On Tuesday, UK Prime Minister Boris Johnson bowed to the inevitable and announced new restrictions on entertainment venues, including mandatory shutdowns between 10pm and 5am and halting plans to welcome fans back to sports stadiums starting October 1. Johnson warned that the UK’s stubbornly rising COVID-19 infection rate means the new restrictions could last up to six months.

Among the casualties of the new rules are racecourse trials of allowing a limited number of spectators to watch the action in person. The Newmarket Racecourse in Suffolk said Tuesday that its plan to allow up to 1,000 spectators per day at the three-day Cambridgeshire meeting starting this Thursday was now off, and the meet would go ahead as “a behind closed doors fixture.”

Monday saw Warwick Racecourse welcome a crowd of 500 spectators to its jumps meeting. Organizers praised the experiment as going off without a hitch, but this appears to have been a last hurrah for racing’s efforts to resume something resembling normalcy this year.

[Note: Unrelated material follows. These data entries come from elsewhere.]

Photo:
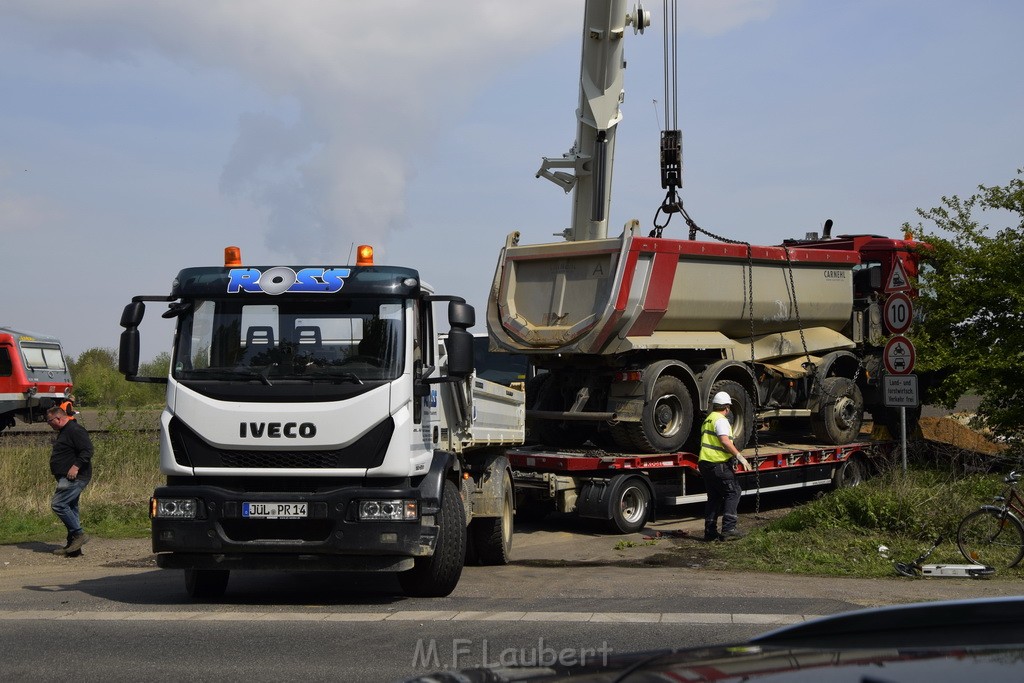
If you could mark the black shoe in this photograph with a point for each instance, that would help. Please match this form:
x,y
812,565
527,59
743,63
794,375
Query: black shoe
x,y
77,542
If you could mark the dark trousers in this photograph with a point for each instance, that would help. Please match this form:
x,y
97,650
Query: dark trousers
x,y
723,497
65,504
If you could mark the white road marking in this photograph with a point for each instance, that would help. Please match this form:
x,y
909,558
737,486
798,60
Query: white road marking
x,y
407,615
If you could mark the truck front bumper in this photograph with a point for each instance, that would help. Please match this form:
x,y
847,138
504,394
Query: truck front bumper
x,y
329,537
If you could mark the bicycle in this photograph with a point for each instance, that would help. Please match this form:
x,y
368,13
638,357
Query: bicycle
x,y
993,535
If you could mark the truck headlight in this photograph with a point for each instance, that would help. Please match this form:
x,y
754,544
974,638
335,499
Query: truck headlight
x,y
389,510
177,508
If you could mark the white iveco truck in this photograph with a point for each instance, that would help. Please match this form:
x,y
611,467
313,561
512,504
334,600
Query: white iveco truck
x,y
316,419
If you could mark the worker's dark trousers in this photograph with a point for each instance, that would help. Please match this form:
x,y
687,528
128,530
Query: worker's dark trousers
x,y
723,497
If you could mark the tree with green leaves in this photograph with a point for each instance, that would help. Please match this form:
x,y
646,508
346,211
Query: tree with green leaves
x,y
971,339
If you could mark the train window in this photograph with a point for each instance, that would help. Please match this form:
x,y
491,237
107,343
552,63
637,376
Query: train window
x,y
39,356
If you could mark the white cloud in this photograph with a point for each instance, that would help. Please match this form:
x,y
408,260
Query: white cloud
x,y
372,82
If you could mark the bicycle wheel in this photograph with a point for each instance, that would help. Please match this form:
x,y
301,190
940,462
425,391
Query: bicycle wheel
x,y
991,537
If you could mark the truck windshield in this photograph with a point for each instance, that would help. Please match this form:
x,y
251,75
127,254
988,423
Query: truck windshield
x,y
323,340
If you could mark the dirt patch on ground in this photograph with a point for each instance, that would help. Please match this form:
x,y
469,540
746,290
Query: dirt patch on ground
x,y
952,432
36,555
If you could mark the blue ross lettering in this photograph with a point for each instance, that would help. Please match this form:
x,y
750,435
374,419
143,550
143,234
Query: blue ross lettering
x,y
243,280
280,280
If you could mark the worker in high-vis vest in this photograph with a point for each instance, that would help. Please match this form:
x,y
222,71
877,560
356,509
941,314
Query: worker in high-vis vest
x,y
718,454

The British Horseracing Authority (BHA) said Tuesday that it hoped an evaluation of data that emerges from trials like Warwick’s would help “inform future decisions about sporting events.” But the BHA also said the government’s new restrictions were “a serious blow to the horseracing industry and to the people and communities who depend upon it for their living.”

The BHA said it had informed the government that, as racing is the country’s second-biggest spectator sport, racecourses expect up to £300m in lost revenue this year. The BHA is preparing an economic impact assessment that it hopes will spur the government to ensure greater financial assistance that preserves racing jobs.

Racing isn’t the only UK gaming sector pleading for help. The Betting & Gaming Council (BGC) issued a statement Tuesday saying Johnson “may well have signalled the death knell for the casino industry by including them in the list of venues which will be forced to close their doors at 10pm.”

On Monday, the BGC had pressed the government to permit casinos to continue operating past 10pm if they agreed to close their bars. Meanwhile, London Mayor Sadiq Khan was pressing in the opposite direction, calling for regional limits on entertainment venues to apply in the capital as well.

BGC CEO Michel Dugher said Tuesday that it was “now absolutely vital” for the government to ride to the casino sector’s rescue with checkbook in hand. Dugher wants to see the furlough payment scheme extended beyond October 31 along with other “immediate and substantial financial help,” otherwise the casino sector “will simply go to the wall.”